Volumes of n-balls: what is so special about n=5?

There are many "dimensionless" ratios: choosing $R$ as the linear measurement is arbitrary. For instance, the ratio of the volume of the sphere to the volume of the circumscribed cube has a maximum at $n=1$. The ratio to the volume of the inscribed cube never attains a maximum. There are intermediate geometrically-related "midscribed" cubes, where all faces of some dimension are tangent to the unit sphere. Here is the graph for the ratio of volumes when the codimension 2 faces of a cube are tangent. It attains the maximum for $n = 12$ (just barely more than for $n=11$). There are many other reasonable dimensionless comparisons, for instance comparing to a simplex, etc. etc. Since the Gamma function grows super-exponentially, these simple geometric variations tend to shift the maximum --- there's nothing special about 5 or 7.

    alt text   (source: Wayback Machine)


In my opinion, nothing is special about $n = 5$.

The "dimensionless ratio" $V_n(R) / R^n$ is the ratio of the volume of the $n$-ball of radius $1$ to the volume of the $n$-cube of side-length $1$. So this is maximized at $n =5$, but bluntly, so what?

More interesting geometrically might be the equally dimensionless ratio $V_n(R) / (2R)^n$, which is the ratio of the volume of the $n$-ball to the volume of the smallest $n$-cube containing it.

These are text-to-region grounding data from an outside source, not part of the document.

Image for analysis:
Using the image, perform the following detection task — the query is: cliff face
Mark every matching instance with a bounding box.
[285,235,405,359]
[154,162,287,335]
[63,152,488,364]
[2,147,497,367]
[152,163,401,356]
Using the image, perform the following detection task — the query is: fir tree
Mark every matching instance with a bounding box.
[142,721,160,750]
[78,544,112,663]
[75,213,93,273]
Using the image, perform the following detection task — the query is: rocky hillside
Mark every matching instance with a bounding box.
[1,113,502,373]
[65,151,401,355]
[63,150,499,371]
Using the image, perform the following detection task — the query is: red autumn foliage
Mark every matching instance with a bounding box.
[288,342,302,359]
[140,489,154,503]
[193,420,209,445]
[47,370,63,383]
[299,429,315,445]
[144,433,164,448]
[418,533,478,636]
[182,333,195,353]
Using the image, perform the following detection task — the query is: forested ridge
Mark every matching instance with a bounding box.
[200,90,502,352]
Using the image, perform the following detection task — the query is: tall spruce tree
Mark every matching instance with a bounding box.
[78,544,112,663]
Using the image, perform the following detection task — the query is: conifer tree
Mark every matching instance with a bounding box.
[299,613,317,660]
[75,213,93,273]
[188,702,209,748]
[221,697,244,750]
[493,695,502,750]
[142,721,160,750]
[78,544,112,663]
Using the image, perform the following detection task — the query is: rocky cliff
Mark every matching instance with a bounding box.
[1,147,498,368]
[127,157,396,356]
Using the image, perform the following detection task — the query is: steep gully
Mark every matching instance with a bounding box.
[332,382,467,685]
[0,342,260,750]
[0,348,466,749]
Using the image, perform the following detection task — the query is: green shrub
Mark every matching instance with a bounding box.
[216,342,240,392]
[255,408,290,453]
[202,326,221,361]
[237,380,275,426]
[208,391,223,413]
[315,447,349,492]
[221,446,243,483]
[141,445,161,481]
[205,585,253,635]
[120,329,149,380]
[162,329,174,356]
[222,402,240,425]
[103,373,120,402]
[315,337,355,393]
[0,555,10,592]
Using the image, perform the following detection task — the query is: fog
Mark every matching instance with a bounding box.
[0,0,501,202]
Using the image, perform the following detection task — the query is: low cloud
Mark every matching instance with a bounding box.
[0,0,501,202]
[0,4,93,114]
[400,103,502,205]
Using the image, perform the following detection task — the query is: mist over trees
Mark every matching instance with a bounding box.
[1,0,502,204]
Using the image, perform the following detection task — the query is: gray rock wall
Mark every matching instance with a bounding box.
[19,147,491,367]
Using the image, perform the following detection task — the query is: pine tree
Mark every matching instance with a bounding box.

This is monotonic decreasing (for $n \geq 1$), showing that balls decrease in volume relative to their smallest cubical container, as the dimension increases. This has more geometric content, since there is a simple geometric relationship between the sphere and cube here.

One could consider many similar problems, involving inscribing a cube inside a sphere (instead of the other way around), or using an orthoplex or polycylinder or other figure instead of a cube. All of these have some geometric content, and are expressed as a sequence of dimensionless ratios.


Brian Hayes has very nice article (Wayback Machine) about the volume of the n-ball in the current issue of American Scientist (Nov 2011). In particular, he discusses the surprising fact that the maximum volume occurs at $n=5$.